At this time of year when we’re shopping for family and friends, how about a few gifts for a friend the average American spends 28 hours a week with — our televisions.
If I had an unlimited budget, here’s what I’d get a few of our TV pals.
Writers of "Nashville" • A sense of humor.
Writers of "Scandal" • Less unintentional humor.
Writers of "Hawaii Five-O" • Season 1 of the show on DVD, to remind them it used to be better.
KSL management • The realization that I’m not making up those lousy ratings numbers, I’m just reporting them.
KTVX and KUCW • Enough pre-emptions so no Real Salt Lake games are tape-delayed.
The Pac-12 Network • A deal with DirecTV. (Duh!)
"The Simpsons" • A graceful exit. It’s time for this show to retire. (D’oh!)

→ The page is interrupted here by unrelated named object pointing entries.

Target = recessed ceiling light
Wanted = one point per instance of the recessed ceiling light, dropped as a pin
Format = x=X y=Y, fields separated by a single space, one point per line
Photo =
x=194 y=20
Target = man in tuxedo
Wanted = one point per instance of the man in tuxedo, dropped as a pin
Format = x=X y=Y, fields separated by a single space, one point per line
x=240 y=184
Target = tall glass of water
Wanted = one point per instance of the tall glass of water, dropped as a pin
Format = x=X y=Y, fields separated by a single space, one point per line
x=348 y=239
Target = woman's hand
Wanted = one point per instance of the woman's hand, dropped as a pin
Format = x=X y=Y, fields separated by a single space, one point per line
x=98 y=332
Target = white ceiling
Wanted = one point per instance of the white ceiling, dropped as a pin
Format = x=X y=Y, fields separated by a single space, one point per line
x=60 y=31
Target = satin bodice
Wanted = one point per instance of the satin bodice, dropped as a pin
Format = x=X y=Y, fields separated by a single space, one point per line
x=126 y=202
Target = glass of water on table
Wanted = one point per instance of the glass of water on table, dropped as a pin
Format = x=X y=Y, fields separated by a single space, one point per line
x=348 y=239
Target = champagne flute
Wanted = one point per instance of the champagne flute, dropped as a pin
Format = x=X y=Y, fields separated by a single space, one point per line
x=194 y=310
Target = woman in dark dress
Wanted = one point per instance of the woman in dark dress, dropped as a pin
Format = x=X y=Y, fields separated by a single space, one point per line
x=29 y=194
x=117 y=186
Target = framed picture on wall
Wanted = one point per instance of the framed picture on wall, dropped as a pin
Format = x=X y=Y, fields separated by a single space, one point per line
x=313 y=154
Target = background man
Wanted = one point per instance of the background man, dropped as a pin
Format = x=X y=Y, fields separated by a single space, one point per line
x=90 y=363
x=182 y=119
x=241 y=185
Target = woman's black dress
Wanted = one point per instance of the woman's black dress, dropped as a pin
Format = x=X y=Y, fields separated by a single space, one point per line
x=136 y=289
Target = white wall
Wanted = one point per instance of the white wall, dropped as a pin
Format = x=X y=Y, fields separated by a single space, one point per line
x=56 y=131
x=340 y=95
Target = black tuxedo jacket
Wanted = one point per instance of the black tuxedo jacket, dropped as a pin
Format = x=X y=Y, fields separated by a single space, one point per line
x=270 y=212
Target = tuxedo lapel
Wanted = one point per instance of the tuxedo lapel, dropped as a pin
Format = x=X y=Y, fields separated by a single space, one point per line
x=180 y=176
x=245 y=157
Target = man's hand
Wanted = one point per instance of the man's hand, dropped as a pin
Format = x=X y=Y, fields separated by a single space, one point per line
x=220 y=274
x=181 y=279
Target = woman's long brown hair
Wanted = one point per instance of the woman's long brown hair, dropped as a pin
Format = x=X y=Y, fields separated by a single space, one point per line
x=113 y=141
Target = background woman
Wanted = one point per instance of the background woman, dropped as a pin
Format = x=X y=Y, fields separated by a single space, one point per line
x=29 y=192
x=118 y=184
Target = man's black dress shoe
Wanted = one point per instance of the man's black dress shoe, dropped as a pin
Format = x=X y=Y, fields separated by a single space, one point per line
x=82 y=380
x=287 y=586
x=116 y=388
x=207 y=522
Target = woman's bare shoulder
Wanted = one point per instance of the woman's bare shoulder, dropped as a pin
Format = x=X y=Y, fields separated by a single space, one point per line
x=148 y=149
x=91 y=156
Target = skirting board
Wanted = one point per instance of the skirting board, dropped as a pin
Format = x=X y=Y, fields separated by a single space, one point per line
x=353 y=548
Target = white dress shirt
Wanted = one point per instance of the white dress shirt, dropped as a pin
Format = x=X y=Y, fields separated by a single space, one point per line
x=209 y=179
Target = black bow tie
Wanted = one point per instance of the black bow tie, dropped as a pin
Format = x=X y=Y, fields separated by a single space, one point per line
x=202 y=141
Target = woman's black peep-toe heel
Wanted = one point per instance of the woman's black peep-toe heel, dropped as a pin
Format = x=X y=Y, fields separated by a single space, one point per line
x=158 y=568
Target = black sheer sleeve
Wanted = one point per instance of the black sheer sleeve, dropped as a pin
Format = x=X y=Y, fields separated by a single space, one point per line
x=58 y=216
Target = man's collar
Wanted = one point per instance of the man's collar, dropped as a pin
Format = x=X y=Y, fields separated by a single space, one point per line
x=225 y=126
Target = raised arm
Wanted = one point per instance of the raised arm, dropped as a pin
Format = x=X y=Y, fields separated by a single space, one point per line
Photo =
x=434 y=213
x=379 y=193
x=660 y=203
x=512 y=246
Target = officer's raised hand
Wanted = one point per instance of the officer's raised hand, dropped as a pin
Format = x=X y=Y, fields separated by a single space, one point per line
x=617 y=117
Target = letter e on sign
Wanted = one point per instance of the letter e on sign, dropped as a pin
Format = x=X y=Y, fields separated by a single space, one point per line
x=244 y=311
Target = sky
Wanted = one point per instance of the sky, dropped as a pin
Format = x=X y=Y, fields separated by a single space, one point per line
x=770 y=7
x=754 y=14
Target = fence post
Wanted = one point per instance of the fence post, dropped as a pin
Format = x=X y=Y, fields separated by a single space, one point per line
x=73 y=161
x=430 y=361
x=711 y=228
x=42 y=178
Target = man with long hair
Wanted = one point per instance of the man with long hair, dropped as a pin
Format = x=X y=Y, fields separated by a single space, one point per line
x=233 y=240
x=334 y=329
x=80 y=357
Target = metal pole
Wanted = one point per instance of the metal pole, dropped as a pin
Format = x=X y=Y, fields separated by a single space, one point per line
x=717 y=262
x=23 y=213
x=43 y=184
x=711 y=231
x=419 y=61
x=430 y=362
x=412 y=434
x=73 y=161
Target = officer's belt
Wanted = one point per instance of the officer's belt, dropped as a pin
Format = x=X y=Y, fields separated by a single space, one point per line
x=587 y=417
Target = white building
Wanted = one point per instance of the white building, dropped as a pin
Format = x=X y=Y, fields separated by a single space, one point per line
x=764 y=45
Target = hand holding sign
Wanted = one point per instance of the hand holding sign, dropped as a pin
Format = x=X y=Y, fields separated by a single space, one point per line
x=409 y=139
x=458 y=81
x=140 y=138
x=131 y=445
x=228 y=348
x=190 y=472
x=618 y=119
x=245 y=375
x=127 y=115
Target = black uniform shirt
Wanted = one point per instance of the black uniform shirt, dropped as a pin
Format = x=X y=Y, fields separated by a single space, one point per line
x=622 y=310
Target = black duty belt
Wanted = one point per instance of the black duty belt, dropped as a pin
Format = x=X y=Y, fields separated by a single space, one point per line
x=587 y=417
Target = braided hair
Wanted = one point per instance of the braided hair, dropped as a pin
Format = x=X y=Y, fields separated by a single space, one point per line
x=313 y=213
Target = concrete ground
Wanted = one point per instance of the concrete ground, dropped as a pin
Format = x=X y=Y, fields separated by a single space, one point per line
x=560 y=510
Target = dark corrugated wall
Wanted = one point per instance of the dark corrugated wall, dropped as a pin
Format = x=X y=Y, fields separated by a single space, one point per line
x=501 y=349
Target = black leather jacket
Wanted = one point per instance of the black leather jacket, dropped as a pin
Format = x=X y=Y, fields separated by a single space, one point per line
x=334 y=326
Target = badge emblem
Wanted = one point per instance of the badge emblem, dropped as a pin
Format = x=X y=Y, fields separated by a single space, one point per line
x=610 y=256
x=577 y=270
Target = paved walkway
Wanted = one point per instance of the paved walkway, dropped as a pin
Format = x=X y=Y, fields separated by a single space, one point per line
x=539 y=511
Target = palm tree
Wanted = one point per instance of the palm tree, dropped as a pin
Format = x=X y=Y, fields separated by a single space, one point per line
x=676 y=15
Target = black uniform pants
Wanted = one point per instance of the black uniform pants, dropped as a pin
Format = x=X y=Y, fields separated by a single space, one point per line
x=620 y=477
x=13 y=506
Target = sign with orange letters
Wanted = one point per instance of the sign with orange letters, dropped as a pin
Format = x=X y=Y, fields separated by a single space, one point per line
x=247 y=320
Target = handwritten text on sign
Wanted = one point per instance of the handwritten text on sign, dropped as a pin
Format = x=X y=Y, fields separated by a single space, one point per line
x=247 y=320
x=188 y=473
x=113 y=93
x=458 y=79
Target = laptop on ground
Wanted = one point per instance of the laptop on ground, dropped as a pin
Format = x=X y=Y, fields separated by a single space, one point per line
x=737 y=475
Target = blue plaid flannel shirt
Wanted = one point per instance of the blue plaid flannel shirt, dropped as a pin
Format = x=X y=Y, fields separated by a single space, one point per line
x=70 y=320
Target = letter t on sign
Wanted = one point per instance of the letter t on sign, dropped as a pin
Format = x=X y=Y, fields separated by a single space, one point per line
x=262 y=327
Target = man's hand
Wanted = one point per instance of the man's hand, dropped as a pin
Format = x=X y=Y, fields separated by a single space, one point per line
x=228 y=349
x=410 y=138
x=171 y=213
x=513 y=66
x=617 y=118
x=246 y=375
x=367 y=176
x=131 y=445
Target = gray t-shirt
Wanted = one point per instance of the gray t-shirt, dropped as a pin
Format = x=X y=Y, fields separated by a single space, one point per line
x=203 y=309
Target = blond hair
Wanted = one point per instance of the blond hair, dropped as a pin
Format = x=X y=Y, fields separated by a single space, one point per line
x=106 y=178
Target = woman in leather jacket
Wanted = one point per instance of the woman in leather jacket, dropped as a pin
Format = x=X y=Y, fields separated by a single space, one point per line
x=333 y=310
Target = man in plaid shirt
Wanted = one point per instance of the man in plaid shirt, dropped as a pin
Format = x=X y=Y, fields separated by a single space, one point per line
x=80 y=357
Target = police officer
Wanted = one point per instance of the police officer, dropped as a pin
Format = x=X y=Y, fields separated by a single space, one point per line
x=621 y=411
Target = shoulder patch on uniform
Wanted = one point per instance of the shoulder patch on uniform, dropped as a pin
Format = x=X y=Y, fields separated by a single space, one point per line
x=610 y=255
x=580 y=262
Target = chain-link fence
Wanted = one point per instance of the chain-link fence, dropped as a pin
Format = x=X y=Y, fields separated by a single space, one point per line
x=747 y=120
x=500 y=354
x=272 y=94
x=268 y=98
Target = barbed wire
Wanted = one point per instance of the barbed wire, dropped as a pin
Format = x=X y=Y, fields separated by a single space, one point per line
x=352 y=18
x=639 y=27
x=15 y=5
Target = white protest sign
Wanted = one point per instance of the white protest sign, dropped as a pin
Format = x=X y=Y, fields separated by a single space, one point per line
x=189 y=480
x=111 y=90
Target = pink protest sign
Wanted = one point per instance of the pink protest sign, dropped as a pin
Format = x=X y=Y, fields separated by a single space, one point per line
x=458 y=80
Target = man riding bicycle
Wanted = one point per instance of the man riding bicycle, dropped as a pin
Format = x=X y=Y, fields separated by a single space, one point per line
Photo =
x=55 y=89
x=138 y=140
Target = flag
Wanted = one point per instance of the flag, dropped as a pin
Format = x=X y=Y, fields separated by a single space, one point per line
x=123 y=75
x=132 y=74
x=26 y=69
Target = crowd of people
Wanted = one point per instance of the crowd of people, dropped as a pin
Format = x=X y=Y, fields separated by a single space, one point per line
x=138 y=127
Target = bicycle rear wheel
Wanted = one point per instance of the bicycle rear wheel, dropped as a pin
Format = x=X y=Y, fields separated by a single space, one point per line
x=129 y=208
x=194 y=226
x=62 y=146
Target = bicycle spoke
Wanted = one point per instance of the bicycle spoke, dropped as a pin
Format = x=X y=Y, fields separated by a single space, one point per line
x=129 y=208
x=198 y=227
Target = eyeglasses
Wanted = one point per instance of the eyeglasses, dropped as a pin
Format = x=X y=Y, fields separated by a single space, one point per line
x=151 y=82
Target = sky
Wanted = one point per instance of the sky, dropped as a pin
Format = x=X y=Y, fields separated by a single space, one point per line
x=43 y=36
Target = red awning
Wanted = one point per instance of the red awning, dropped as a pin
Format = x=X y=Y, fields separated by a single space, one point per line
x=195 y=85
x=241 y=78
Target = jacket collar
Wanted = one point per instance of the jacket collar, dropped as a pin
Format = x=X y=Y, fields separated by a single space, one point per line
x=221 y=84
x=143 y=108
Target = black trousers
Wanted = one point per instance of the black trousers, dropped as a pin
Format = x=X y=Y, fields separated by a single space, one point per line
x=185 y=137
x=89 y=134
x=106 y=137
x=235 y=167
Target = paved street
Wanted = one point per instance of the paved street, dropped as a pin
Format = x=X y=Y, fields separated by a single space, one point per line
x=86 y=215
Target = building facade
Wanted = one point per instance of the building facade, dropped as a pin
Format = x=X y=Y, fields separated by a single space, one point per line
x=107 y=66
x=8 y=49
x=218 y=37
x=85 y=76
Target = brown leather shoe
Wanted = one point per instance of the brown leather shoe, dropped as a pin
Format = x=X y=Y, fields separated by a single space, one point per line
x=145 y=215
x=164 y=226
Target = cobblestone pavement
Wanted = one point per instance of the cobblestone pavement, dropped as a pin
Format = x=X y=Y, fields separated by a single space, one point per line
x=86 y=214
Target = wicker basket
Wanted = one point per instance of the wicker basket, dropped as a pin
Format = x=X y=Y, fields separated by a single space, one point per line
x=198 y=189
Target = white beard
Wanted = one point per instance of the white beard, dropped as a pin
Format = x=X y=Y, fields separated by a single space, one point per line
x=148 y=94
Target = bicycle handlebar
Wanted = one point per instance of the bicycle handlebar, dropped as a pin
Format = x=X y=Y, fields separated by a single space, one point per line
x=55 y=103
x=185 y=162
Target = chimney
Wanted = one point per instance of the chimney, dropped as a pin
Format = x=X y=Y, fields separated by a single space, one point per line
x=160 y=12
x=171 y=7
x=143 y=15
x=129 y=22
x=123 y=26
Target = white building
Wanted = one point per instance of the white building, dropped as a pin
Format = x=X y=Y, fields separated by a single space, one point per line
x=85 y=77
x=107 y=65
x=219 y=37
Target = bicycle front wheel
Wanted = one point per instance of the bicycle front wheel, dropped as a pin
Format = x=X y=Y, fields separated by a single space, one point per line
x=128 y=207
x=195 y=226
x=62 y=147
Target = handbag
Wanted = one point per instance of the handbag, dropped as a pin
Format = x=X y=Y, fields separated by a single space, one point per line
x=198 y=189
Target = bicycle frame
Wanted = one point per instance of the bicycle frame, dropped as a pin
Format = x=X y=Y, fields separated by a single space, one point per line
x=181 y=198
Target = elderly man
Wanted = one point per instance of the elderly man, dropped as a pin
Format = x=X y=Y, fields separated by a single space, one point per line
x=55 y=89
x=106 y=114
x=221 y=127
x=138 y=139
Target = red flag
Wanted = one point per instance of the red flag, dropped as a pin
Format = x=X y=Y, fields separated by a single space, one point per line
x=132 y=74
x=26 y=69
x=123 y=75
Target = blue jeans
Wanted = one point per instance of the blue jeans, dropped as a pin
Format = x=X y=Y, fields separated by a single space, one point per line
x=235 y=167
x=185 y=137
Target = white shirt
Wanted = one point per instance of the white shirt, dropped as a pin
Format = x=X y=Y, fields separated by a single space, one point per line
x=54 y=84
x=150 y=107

"How I Met Your Mother" • The identity of the mother. And a graceful exit.
"Smash" • More singing, less ridiculous melodrama.
"Glee" • A bullet.
"Don’t Trust the B---- In Apt. 23 • Viewers.
Syfy Channel • A series set in outer space. To fit your alleged science-fiction theme.
"Project Runway" • A little respect.
"The Good Wife" • A lot of respect.
"The Bachelor/Bachelorette" • An Emmy nomination — for best scripted comedy.
PBS • Adequate funding to keep this national treasure up and running.
Big Bird • An exemption from ever being used in a political campaign again. By either side.
BYU and Utah football • Now that the Utes and Cougars are more readily available on TV, games that are worth watching.